E' don Arturo, custode della Cappella, a fare la macabra scoperta mentre è sul punto di illustrarne le bellezze a un gruppo di turiste straniere di mezz'età.
Il panico s'impadronisce subito dello sparuto gruppetto e tutti scappano via a più non posso. La voce dell'orrendo delitto si sparge, come in un lampo, per tutta Napoli.
Nella cappella più famosa della città s'è trovato un morto, nudo e decapitato.
La circostanza non fa che accrescere il fascino misterioso e, in qualche maniera anche un po' macabro, del posto, da sempre fissato, nell'immaginario popolare, come luogo nel quale il principe Raimondo di Sangro di Sansevero, faceva i suoi esperimenti, dava corpo alle sue mirabolanti invenzioni.
Di notte si sono uditi lamenti, rumori, sferragliare di catene, carri pesantissimi che si muovevano nel sottosuolo, stridori di ferri. Un'atmosfera surreale e, in qualche modo densa di paure irrazionali, che ha, da sempre, addensato inquietudini e preoccupazioni negli abitanti del quartiere.

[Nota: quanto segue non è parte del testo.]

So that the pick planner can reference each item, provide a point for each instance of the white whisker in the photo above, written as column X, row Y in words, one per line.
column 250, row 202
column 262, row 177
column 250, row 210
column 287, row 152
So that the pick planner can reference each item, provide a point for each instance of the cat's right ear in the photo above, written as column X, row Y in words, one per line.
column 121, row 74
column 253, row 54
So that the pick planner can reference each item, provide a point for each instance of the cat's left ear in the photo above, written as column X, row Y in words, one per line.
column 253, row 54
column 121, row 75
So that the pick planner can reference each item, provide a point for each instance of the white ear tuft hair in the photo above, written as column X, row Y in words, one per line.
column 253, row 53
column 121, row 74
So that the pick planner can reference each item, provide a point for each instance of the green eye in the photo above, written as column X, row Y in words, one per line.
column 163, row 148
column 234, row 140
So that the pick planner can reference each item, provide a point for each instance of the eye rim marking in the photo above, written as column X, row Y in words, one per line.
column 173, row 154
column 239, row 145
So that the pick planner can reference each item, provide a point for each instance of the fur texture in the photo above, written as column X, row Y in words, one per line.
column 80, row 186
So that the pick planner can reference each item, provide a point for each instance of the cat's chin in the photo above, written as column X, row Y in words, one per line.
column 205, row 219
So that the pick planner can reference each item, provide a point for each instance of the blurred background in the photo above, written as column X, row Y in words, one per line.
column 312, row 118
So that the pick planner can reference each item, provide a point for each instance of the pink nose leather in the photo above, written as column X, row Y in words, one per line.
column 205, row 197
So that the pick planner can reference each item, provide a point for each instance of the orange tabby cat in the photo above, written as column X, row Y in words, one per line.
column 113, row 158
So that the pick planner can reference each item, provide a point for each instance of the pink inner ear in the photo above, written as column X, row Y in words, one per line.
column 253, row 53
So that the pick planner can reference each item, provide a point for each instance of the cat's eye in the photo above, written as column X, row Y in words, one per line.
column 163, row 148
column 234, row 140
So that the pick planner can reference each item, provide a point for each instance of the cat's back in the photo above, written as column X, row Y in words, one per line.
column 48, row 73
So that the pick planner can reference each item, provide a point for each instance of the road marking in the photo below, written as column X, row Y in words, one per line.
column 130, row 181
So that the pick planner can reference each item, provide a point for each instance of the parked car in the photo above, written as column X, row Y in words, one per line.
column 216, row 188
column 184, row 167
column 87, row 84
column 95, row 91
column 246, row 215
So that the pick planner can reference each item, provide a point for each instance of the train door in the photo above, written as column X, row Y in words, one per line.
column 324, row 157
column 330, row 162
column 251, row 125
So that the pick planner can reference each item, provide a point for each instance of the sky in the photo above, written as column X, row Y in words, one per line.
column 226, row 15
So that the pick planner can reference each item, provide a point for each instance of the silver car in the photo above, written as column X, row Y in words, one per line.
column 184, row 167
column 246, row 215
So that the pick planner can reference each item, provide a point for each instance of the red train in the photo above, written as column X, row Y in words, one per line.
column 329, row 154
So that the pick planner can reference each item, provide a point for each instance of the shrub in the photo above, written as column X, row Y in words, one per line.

Il principe Raimondo di Sangro era un oscuro negromante o un intellettuale illuminista in vena di prendere per i fondelli il suo prossimo? Nel libro, nel tentativo di far luce sul delitto, il professor Giuliano De Luca, protagonista della vicenda, tenta di rispondere anche a questo interrogativo. Per tutte le cose irrazionali c'è sempre, a saperla individuare, una risposta univoca e terrena, motivata e, soprattutto, razionale. Basta sapere applicare l'intelligenza. Questa la tesi del professore.